Greg Pettyjohn wrote:

> Shriram once said in an email, that tail call optimization was "the most
> profound advancement in compiler technology"
> --- or something to that affect. (Please forgive, if I've misquoted, if it's
> important, I can dig and find the original mail.) 

I claim I'm being profoundly misquoted (-:.  Let me elaborate.

What I had tried to convey to Greg was that I thought Scheme's design
had a certain "just so" flavor to it.  Two things, in particular, mesh
together delectably: closures and tail calls.  Either one without the
other would be much less effective.  Closures permit programmers to
bundle up computations, and tail calls allow a seamless transition
between computations, so they often work very closely together.

While people make a bug fuss about continuations and somewhat less of
one about closures, they often overlook the operation that makes these
bits hang together, which is the tail call.  As evidence, I bet if you
looked at survey-of-programming-language texts, few will even mention
tail calls, and even fewer will explain why it matters (beyond the
obvious, namely a means to implement loops).

I was also trying to explain to Greg why the tail *call* was
critical.  Too often people settle for tail recursion, or even assume
this is the important special case.  In fact, I don't think tail
recursion is very interesting at all.  Many times I'm happier writing
simple tail recursion with a special-purpose looping construct.  The
interprocedural tail call is the one I can't do without.  
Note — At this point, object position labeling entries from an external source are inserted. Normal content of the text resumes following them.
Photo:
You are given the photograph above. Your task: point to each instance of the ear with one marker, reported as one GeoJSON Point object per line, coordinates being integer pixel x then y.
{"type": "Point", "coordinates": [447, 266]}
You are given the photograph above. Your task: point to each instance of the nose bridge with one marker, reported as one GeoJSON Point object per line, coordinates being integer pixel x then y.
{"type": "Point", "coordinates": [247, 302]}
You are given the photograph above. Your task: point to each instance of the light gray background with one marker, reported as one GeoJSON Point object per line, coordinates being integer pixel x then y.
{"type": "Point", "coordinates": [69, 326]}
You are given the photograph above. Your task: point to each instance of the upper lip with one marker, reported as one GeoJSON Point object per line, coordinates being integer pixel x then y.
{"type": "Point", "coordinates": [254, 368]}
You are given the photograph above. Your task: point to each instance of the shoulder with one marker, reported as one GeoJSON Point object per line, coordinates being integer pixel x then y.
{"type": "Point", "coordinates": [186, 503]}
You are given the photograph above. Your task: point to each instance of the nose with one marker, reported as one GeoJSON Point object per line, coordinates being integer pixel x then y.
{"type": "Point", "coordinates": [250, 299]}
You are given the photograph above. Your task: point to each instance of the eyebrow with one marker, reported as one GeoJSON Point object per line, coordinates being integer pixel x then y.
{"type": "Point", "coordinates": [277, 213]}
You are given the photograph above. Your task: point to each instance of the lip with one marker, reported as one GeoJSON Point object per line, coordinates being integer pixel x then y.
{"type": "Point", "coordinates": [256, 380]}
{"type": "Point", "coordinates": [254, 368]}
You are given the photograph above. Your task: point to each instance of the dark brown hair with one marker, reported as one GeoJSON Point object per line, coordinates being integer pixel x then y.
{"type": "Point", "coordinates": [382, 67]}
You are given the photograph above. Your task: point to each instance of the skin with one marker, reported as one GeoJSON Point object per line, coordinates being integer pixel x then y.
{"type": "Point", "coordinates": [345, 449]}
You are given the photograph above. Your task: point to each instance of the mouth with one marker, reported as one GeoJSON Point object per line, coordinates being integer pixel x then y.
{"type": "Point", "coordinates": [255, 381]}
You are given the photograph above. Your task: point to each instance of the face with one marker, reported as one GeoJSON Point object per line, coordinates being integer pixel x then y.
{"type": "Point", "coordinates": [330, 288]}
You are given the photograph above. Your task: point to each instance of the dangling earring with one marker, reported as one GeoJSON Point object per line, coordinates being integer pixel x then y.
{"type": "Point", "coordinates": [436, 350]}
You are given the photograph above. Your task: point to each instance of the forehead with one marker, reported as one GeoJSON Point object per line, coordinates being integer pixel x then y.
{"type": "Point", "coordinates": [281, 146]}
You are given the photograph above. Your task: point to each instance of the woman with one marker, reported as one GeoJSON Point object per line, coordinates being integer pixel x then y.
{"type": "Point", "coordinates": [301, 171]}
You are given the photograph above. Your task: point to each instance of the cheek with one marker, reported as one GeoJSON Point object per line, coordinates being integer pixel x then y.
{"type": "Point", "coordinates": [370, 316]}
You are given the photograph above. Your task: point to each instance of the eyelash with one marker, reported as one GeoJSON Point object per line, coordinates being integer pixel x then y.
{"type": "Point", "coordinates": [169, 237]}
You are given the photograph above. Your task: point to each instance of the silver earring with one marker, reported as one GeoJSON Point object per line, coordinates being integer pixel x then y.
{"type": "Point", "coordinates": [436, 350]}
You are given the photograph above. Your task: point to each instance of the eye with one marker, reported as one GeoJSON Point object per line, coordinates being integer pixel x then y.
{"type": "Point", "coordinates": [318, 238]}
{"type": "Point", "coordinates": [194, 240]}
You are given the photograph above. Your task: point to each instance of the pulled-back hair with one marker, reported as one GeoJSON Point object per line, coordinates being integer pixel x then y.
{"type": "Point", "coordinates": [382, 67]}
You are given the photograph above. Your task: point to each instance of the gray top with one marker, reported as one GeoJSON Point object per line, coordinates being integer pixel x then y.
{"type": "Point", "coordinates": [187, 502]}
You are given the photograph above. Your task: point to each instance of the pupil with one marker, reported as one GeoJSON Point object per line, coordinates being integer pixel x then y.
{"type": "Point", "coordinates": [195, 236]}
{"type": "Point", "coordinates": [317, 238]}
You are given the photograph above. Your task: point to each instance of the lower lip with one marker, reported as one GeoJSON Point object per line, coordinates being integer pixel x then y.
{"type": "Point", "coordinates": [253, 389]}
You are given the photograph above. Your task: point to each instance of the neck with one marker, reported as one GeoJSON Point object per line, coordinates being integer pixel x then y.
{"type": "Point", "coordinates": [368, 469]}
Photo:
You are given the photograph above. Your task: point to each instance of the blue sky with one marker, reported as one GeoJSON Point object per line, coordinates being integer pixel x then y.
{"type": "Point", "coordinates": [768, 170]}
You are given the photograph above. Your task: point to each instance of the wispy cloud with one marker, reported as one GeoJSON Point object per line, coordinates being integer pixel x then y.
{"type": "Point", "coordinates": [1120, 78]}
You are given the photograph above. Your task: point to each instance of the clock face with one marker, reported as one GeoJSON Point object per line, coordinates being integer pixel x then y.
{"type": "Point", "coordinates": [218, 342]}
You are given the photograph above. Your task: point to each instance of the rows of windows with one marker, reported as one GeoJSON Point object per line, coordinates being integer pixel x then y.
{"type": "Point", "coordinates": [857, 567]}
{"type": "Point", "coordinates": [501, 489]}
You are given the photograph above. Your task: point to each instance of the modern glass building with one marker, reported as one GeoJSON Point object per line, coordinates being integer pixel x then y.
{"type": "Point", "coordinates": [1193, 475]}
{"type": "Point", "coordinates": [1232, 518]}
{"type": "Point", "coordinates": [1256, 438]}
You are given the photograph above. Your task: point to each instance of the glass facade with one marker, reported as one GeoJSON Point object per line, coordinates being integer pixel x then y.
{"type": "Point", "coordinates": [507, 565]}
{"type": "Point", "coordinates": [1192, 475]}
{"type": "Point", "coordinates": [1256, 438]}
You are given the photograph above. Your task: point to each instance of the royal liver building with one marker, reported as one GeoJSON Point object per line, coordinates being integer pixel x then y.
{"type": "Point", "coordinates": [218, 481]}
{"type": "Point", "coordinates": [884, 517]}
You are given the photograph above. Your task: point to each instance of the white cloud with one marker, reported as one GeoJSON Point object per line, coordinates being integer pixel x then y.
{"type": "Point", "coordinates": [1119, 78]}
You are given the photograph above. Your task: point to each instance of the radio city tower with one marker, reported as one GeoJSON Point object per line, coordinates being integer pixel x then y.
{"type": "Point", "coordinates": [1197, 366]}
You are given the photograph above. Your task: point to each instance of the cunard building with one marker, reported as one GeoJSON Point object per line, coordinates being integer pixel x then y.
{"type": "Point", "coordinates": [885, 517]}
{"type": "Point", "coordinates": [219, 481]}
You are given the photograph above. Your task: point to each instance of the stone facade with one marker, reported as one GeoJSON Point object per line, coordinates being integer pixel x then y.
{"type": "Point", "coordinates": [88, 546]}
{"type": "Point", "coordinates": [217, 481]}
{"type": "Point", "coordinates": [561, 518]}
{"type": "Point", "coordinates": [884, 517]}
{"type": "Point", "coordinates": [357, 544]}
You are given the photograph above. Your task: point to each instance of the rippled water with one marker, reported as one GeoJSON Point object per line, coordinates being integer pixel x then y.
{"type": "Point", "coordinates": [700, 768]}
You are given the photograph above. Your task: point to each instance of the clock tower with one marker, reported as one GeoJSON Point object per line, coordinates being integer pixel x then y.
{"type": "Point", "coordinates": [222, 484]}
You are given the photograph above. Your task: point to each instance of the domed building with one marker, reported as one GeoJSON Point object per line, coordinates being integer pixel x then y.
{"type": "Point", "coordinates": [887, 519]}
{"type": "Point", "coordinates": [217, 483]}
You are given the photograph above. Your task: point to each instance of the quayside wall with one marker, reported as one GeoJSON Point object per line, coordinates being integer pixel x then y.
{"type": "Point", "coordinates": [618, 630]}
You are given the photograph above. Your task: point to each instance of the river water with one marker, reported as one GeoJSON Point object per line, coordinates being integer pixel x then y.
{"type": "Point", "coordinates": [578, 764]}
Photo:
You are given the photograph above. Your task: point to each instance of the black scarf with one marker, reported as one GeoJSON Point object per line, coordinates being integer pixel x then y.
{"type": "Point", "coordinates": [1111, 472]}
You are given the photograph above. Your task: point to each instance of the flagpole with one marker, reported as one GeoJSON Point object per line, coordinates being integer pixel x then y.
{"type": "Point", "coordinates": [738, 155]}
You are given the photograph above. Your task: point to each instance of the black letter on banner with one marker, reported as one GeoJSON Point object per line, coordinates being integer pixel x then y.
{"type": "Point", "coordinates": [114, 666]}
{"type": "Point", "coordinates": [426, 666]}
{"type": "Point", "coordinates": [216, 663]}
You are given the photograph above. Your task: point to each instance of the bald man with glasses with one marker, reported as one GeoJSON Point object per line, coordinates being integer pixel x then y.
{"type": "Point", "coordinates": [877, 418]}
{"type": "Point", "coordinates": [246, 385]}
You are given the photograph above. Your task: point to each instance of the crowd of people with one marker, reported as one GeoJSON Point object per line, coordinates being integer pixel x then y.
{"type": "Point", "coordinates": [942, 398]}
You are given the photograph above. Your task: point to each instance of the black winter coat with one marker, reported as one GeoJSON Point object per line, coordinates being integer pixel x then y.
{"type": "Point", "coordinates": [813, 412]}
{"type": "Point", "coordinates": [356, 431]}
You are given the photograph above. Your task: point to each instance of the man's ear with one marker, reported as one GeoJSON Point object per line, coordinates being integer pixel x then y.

When people sell tail calls through tail recursion (presumably because
they figure the average C/Java programmer will grasp this example more
easily), they get a response like, "Hey, I've used loops and never
missed this -- who needs it?"  The battle is lost before it has even
been joined.  I therefore think it's important that, if you're going
to try selling tail calls to someone from a loop-based programming
community, you should avoid bringing tail straight-recursion up at
all, or at least until the very end.  Otherwise you give one more
person who knew nothing about this topic at all the impression that
they understand it and are right to denigrate it.  (Arguably, the way
it's been presented to them, they *are* right to denigrate it.)

>						    I can explain to people
> how the simpler version works --- i.e. how a simple tail call is replaced
> with a goto and hence avoids using extra stack opperations. Can someone
> explain why this is so profound?

It's not the underlying semantics that is profound: it's the
programming styles that it engenders, *especially* in the context of
Scheme (or any other language with lexical closures).